Causes and Symptoms of TIA

Like a stroke, a TIA is caused by a clot that blocks the blood supply to a part of the brain. The main differences between a TIA and an acute stroke are:

  • In a TIA, the blood clot is temporary and breaks up and dissolves quickly
  • Symptoms from a TIA typically last only several minutes
  • TIAs do not typically cause permanent damage

Some causes of TIAs include:

  • Plaque: A piece of plaque from build-up in the arteries that supply oxygen to the brain breaks off and temporarily blocks an artery to the brain
  • Blood clot: A blood clot from another part of the body – often the heart – breaks off and travels to the brain

Both TIAs and strokes happen suddenly. Symptoms of both can include:

  • Numbness, tingling or weakness in the face, arm, or leg -- often on one side of the body
  • Confusion, difficulty in talking or understanding speech
  • Trouble seeing in one or both eyes
  • Dizziness or loss of balance and coordination
  • Sudden, severe headache

Please note: Because there is no way to tell whether symptoms are from a TIA or an acute stroke, patients should assume that all stroke-like symptoms signal a medical emergency.

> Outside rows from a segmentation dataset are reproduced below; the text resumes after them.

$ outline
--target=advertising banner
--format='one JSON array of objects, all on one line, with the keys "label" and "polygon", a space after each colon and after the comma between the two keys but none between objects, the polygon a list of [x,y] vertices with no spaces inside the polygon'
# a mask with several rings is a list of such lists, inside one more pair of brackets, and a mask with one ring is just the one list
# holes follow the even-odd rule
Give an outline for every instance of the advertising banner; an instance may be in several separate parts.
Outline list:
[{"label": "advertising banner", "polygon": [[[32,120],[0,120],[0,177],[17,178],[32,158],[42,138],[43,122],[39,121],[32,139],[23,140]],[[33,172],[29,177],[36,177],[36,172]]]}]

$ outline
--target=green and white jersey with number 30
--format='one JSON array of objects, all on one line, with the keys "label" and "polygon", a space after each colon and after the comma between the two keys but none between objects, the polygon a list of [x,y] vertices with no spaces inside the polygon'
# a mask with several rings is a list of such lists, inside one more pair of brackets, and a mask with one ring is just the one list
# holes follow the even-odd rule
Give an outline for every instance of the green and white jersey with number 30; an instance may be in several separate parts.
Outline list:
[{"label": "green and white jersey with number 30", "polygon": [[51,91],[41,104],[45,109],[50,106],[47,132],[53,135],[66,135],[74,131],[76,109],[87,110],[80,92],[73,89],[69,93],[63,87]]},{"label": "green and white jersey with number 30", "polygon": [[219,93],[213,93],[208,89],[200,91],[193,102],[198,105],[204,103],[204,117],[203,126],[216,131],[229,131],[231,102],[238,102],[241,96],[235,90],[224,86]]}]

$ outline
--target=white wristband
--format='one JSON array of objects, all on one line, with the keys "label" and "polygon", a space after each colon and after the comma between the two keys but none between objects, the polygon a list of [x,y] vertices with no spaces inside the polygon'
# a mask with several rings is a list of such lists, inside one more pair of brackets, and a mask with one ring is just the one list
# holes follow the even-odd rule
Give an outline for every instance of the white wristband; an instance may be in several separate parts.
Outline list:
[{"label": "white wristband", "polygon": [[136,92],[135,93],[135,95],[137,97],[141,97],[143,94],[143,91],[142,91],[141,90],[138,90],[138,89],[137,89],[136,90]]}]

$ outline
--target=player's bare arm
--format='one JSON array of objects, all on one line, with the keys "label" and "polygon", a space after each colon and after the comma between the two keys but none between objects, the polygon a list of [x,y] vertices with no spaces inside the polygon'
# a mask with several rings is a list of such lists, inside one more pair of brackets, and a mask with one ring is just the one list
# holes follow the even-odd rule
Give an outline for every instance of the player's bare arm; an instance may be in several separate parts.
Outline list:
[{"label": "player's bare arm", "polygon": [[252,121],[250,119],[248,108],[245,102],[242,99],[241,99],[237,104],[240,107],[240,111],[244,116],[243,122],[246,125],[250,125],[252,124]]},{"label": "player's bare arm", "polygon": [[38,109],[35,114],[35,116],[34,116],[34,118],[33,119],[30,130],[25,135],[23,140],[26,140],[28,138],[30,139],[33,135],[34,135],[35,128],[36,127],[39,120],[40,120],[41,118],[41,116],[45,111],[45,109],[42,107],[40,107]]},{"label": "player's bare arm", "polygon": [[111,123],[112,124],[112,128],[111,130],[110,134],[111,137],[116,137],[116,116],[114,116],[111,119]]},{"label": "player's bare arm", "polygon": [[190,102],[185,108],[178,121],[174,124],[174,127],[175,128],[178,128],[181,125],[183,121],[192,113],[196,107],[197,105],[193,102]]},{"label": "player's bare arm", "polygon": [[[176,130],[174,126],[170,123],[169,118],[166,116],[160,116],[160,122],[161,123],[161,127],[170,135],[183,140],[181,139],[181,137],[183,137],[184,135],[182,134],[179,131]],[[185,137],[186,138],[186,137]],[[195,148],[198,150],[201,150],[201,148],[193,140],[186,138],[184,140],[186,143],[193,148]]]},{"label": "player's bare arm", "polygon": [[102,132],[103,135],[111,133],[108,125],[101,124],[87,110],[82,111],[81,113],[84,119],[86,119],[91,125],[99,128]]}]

Diagnosing TIA and Underlying Causes

If you can get to an emergency room immediately, doctors can evaluate you and help quickly determine an appropriate treatment plan. A variety of diagnostic methods can be used to help determine the cause of the TIA and assess your risk of stroke.

Diagnostic methods include:

  • A physical exam and blood tests
  • Carotid ultrasound – using ultrasound to assess possible narrowing of the carotid arteries in the neck and head
  •  CT or CTA scan - using X-Rays and sometimes high-contrast materials injected into blood vessels
  •  MRI or MRA, using magnetic imaging to create a 3-D view of the brain
  • Echocardiography, using sound waves emitted from a transducer inserted into the esophagus
  • Angiography/Arteriography - a minimally invasive procedure that involves threading a thin tube through a small incision in the groin up into the carotid artery; dye is injected through the tube, and X-rays taken

All of these diagnostic tests are available through the Swedish Cerebrovascular Center.

Treatment after a TIA

Treatment for TIA depends on what caused the attack. The goal of treatment is to correct the underlying problem and prevent an acute stroke.

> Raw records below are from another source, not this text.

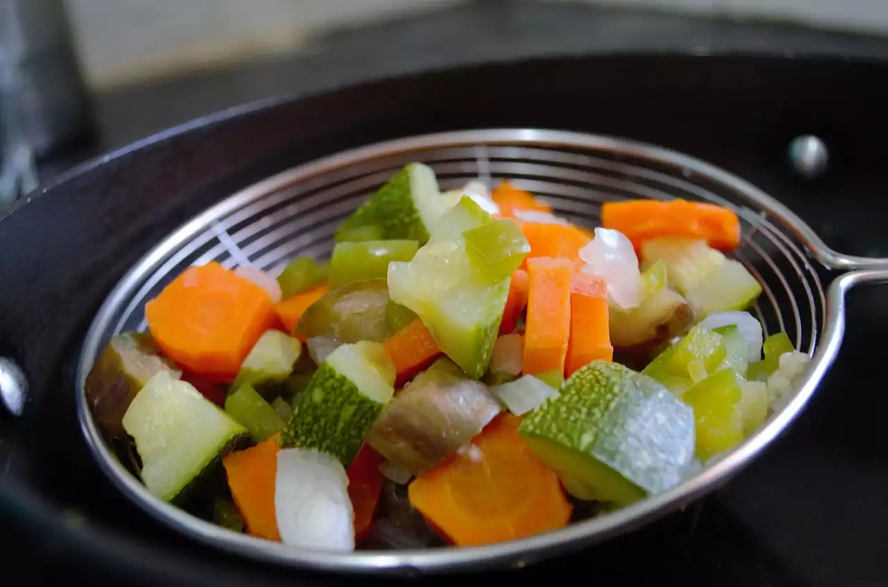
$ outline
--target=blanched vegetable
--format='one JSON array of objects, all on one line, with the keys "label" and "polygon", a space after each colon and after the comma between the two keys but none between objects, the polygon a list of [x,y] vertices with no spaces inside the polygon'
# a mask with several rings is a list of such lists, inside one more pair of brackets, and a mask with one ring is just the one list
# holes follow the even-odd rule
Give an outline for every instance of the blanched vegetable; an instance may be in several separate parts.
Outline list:
[{"label": "blanched vegetable", "polygon": [[420,474],[466,444],[499,412],[487,386],[440,358],[392,400],[367,442]]},{"label": "blanched vegetable", "polygon": [[731,369],[710,375],[682,395],[694,408],[696,455],[706,460],[743,440],[741,379]]},{"label": "blanched vegetable", "polygon": [[174,379],[181,375],[175,364],[160,356],[150,336],[123,333],[108,340],[84,386],[86,401],[102,432],[110,436],[124,434],[121,420],[132,398],[162,369]]},{"label": "blanched vegetable", "polygon": [[348,497],[354,510],[354,539],[367,536],[379,504],[385,479],[379,467],[382,456],[369,444],[361,447],[357,456],[345,470],[348,477]]},{"label": "blanched vegetable", "polygon": [[337,287],[302,314],[297,332],[306,338],[325,336],[341,342],[382,342],[392,333],[385,320],[389,302],[385,279],[365,279]]},{"label": "blanched vegetable", "polygon": [[440,349],[475,378],[489,364],[509,279],[491,279],[473,267],[461,235],[489,222],[489,215],[463,198],[413,261],[392,262],[388,273],[392,300],[416,312]]},{"label": "blanched vegetable", "polygon": [[416,240],[337,243],[330,257],[330,287],[363,279],[385,279],[390,261],[409,261],[418,248]]},{"label": "blanched vegetable", "polygon": [[266,331],[241,364],[233,389],[247,383],[282,383],[302,354],[302,343],[277,330]]},{"label": "blanched vegetable", "polygon": [[247,431],[194,387],[158,371],[123,415],[142,460],[142,481],[163,501],[180,497]]},{"label": "blanched vegetable", "polygon": [[607,288],[601,278],[575,274],[570,287],[570,342],[565,373],[592,361],[614,360],[610,343]]},{"label": "blanched vegetable", "polygon": [[547,399],[558,395],[551,386],[533,375],[495,386],[490,391],[516,416],[535,410]]},{"label": "blanched vegetable", "polygon": [[723,251],[740,246],[740,219],[733,210],[715,204],[684,200],[605,202],[601,223],[620,231],[636,247],[661,237],[702,239]]},{"label": "blanched vegetable", "polygon": [[345,219],[336,241],[405,239],[423,245],[445,210],[435,172],[408,163]]},{"label": "blanched vegetable", "polygon": [[[287,328],[287,332],[295,333],[296,325],[299,323],[299,318],[302,317],[305,311],[329,291],[329,286],[326,283],[314,286],[274,304],[274,312]],[[300,340],[305,338],[298,333],[295,333],[295,335],[301,337]]]},{"label": "blanched vegetable", "polygon": [[580,249],[585,263],[580,271],[602,278],[610,301],[621,309],[638,308],[645,297],[646,286],[638,270],[638,257],[632,243],[621,232],[595,229],[595,239]]},{"label": "blanched vegetable", "polygon": [[564,371],[570,336],[570,284],[574,265],[567,259],[527,262],[530,293],[524,338],[524,372]]},{"label": "blanched vegetable", "polygon": [[245,427],[257,442],[270,438],[283,428],[284,421],[253,386],[244,383],[228,395],[226,412]]},{"label": "blanched vegetable", "polygon": [[274,477],[277,435],[264,442],[226,455],[222,458],[228,489],[243,517],[247,533],[267,540],[281,540],[274,513]]},{"label": "blanched vegetable", "polygon": [[519,432],[580,499],[625,504],[682,480],[694,412],[654,380],[595,361],[530,412]]},{"label": "blanched vegetable", "polygon": [[609,309],[611,341],[620,348],[655,348],[680,336],[694,317],[694,309],[685,298],[671,289],[661,289],[629,311]]},{"label": "blanched vegetable", "polygon": [[555,530],[570,520],[558,477],[522,442],[519,423],[503,414],[473,441],[475,458],[456,455],[408,488],[413,506],[459,546]]},{"label": "blanched vegetable", "polygon": [[281,294],[286,299],[320,286],[327,281],[329,272],[329,263],[327,262],[318,262],[313,257],[297,257],[278,276]]},{"label": "blanched vegetable", "polygon": [[286,544],[354,550],[354,511],[348,477],[336,458],[311,449],[277,455],[274,512]]},{"label": "blanched vegetable", "polygon": [[398,373],[396,385],[413,377],[441,352],[432,333],[418,318],[386,340],[385,351]]},{"label": "blanched vegetable", "polygon": [[392,399],[394,378],[394,365],[381,344],[339,347],[297,395],[281,446],[321,450],[349,465]]},{"label": "blanched vegetable", "polygon": [[145,305],[145,317],[167,356],[223,381],[274,324],[268,294],[217,262],[186,270]]}]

Depending on your situation, treatment may include:

  • Lifestyle modifications
  • Medication to reduce blood clotting
  • Angioplasty to open a clogged artery and insert a small wire tube to keep the artery open
  • Surgery to remove plaque from the walls of the artery
  • Medication to reduce risk factors such as hypertension, hyperlipidemia, diabetes

Managing risk factors for TIA is essential for preventing a stroke or more TIAs.

Risk Factors and Prevention

Major risk factors for TIAs and stroke include a family history of stroke and:

  • High blood pressure (the #1 cause of stroke)
  • Heart disease
  • High cholesterol
  • Diabetes
  • Smoking
  • Tobacco use

People over 55 are also at greater risk of stroke, and men are at greater risk than women. Lifestyle and habits are also key factors.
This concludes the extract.